Jeremy: Right. You had mentioned in another talk that you gave something about being able to look at those different variants and trying to identify the peaks or whatever that were close to one another, so you could determine how far apart each individual variant was or something like that. Again, I know nothing about this stuff, but I thought that was kind of fascinating where it was like, I don't know if it was, you could look at the different strains and figure out if different markers had something to do with whether or not it was more dangerous or they were easier to spread and things like that, so I found that sort of to be really interesting.
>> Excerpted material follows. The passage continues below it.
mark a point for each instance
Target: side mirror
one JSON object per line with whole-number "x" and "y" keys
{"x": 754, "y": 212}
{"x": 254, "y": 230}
Denis: Yeah. There are different properties, again, with those mutations. We don't know what actually could come out of this because again, coronaviruses are not studied to that extent to really be confident to say a change here would definitely cause this kind of effect.
Jeremy: Right.
Denis: Therefore, coming back to a purely data-driven approach and that's what we've done. So we've converted each virus with its 20,000 letters in its sequence into a KMO profile. So KMO are being little strings, little rods, and be collected how often the specific rod appeared in that letter. So basically, sterilizing it, or [inaudible] coding, if you want to. And with that kind of information, we were running a principal component analysis in order to put it on a 2D map. And then from there, each distance between a dot, which represents a particular virus strain, to the next dot represents the evolutionary distance between those two entities. And from there, we can then overlay the time component to see if it's moving away from its origin. And we do know that this is happening because with every mutation it gets passed on to the next generation of viruses and mutates then and so on, so it does slightly drift away from the first instance that we recorded.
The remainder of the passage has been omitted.